Der Weg ist das Ziel – Europa als Staat

Ein Europa, das von Deutschland oder einem anderen EU-Staat beherrscht wird, wollen die Bürger Europas nicht. In den Herzen der Bürger hat eine Europäische Union bestehend aus eigenwillig handelnden Nationen keine Zukunft. Mehr ist die Europäische Union heute nicht. Das zeigt die Flüchtlingspolitik, oder auch die nur auf die deutsche Autoindustrie ausgelegte Verkehrspolitik der Bundesregierung.

Als geeigneten Weg, nationale Alleingänge zu vermeiden sehe ich einen gemeinsamen europäischen Staat. Der Wähler muss die europäische Regierung bestimmen können. Die Distanz des Bürgers zur Europäische Regierung muss gleichzeitig deutlich kleiner werden als heute. Zudem darf es keine Diskriminierung einzelner Nationen oder Regionen im Staat Europa geben. Ich sehe die Schweiz als Vorbild. Volksabstimmungen, angefangen von der Europäischen Ebene bis hinunter zu Kreisen und Städten, erzeugen Interesse an der Politik, Identifikation mit dem Staat und verringern den Einfluss von Lobbyisten.

Außenpolitisch fällt es Großmächten leicht, einzelne europäische Staaten gegen andere aufzubringen. Ohne einen gemeinsamen Staat Europa bleibt nur das heutige egoistische Streben aller EU Länder untereinander nach Vormacht. Europa wird außenpolitisch mit all seinen Nationen bedeutungslos, es wird beschränkt auf einen großen Zielmarkt. Ein neutrales, freiheitlich-demokratisches Europa als ruhender Pol zwischen den Großmächten, ein Europa, das seine Nachbarregionen wirklich stabilisiert und über wirtschaftliche Entwicklung an seine eigenen Werte heranführt – das will ich.
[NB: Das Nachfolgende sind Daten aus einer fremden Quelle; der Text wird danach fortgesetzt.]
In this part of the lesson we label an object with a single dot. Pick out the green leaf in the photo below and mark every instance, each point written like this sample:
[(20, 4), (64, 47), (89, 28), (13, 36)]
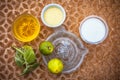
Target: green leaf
[(34, 66), (19, 60), (29, 55)]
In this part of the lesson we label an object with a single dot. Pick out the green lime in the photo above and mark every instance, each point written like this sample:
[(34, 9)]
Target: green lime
[(55, 65), (46, 48)]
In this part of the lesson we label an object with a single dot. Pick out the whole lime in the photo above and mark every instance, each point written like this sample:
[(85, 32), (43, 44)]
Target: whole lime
[(55, 65), (46, 48)]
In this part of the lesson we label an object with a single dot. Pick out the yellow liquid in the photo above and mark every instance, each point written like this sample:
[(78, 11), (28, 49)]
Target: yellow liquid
[(26, 28), (53, 16)]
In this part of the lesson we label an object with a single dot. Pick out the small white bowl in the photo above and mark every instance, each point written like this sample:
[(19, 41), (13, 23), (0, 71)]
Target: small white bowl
[(101, 34), (53, 5)]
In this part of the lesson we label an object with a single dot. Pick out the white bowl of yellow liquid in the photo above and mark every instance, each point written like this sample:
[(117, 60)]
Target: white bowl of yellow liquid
[(53, 15)]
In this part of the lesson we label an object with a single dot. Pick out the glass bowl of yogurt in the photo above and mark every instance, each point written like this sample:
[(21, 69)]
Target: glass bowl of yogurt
[(53, 15)]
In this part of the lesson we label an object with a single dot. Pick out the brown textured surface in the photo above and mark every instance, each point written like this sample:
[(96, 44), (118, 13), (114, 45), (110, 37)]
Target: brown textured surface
[(102, 61)]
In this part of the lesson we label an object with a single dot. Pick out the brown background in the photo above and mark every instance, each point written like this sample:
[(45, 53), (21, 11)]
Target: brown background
[(101, 63)]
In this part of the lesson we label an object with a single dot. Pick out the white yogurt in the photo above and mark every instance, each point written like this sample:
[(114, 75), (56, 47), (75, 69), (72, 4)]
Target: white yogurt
[(93, 30)]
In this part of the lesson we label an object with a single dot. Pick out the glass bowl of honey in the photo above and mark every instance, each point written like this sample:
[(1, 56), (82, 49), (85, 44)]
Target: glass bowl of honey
[(68, 48)]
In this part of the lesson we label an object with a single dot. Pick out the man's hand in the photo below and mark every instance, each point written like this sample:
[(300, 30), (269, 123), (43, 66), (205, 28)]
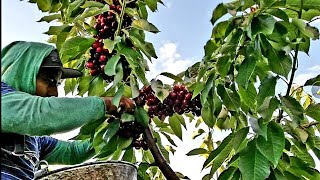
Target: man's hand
[(126, 105)]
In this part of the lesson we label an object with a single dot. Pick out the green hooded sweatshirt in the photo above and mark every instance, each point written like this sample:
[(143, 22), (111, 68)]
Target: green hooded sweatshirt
[(22, 112)]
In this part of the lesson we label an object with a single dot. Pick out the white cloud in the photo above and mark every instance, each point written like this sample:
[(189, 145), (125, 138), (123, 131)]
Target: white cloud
[(169, 60)]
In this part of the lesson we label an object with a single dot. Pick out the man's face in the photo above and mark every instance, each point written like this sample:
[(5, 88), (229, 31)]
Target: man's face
[(47, 81)]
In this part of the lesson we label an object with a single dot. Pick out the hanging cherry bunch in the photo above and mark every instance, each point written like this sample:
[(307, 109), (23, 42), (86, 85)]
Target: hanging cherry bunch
[(134, 130), (179, 101), (106, 26)]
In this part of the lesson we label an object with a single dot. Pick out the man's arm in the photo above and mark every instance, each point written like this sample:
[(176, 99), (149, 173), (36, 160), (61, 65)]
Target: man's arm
[(64, 152), (26, 114)]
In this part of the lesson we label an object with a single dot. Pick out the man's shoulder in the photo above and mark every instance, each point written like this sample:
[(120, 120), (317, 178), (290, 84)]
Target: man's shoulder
[(5, 88)]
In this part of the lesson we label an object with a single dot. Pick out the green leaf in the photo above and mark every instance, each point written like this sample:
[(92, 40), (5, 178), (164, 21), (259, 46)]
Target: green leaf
[(223, 65), (248, 95), (111, 130), (145, 25), (125, 117), (207, 115), (175, 125), (197, 151), (172, 76), (273, 148), (279, 62), (266, 89), (269, 105), (160, 92), (109, 44), (313, 81), (293, 108), (313, 111), (74, 47), (96, 87), (262, 24), (227, 174), (141, 116), (152, 4), (247, 67), (55, 30), (50, 18), (110, 67), (217, 156), (259, 127), (44, 5), (229, 97), (117, 97), (218, 12), (252, 164), (92, 4)]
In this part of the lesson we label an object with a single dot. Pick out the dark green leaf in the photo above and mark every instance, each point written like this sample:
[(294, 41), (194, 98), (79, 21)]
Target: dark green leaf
[(266, 89), (145, 25), (117, 97), (197, 151), (109, 44), (152, 4), (141, 116), (293, 108), (44, 5), (218, 12), (262, 24), (110, 67), (218, 156), (273, 148), (111, 130), (313, 81), (269, 105), (252, 164), (259, 127), (92, 4), (229, 97), (74, 47), (248, 95), (247, 67), (207, 114), (223, 65), (175, 125), (50, 18), (313, 111)]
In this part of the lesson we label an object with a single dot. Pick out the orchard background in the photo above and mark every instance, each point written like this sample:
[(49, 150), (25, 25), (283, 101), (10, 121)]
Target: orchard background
[(247, 79)]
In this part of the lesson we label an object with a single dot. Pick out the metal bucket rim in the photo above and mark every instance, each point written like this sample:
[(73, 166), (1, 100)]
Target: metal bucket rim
[(70, 167)]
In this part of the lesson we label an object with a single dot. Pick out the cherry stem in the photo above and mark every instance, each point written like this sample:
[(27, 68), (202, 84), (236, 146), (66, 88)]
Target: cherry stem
[(158, 156)]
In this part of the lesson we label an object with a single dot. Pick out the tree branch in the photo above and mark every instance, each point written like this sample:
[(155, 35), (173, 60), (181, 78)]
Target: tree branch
[(158, 157), (294, 65)]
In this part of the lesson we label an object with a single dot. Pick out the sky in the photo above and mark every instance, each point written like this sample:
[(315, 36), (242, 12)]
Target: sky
[(184, 29)]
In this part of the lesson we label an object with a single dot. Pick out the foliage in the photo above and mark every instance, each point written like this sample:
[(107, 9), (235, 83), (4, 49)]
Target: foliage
[(249, 52)]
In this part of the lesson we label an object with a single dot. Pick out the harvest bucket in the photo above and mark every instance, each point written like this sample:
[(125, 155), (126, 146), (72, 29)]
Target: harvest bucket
[(101, 170)]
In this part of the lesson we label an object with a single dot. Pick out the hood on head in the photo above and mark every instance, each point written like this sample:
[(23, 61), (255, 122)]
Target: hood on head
[(20, 63)]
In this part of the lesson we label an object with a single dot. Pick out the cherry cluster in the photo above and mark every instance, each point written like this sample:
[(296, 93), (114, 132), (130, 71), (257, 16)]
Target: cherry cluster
[(106, 26), (132, 129), (179, 101)]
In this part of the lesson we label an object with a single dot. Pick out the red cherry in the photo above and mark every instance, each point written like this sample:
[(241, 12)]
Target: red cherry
[(99, 50), (188, 96), (90, 65), (95, 45), (102, 58), (93, 72)]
Wirtschaftlich braucht Europa fairen Wettbewerb, statt der heutigen Bevorzugung von Großkonzernen. Kann ein Handwerker denn seinen Firmensitz nach Irland verlegen, damit er keine Steuern mehr zahlen muss? Nein. Ich will eine einheitliche europäische Besteuerung von Gewinnen, für Handwerker und für Konzerne. Kann ein Handwerker wie ein Großkonzern über „Anleiheverkäufe“ Kredite zu Spottzinsen von der Europäischen Zentralbank erhalten? Nein. Die europäische Zentralbank hat Währungspolitik zu betreiben, keine Wirtschaftspolitik. Schließlich braucht Europa Freihandel, aber nur Freihandel. Investitionsschutz für Großkonzerne, etwa durch private internationale Schiedsgerichte, haben für mich nichts in „Freihandelsabkommen“ wie CETA oder TTIP verloren. Fairer Wettbewerb – dafür lohnt sich ein Staat Europa.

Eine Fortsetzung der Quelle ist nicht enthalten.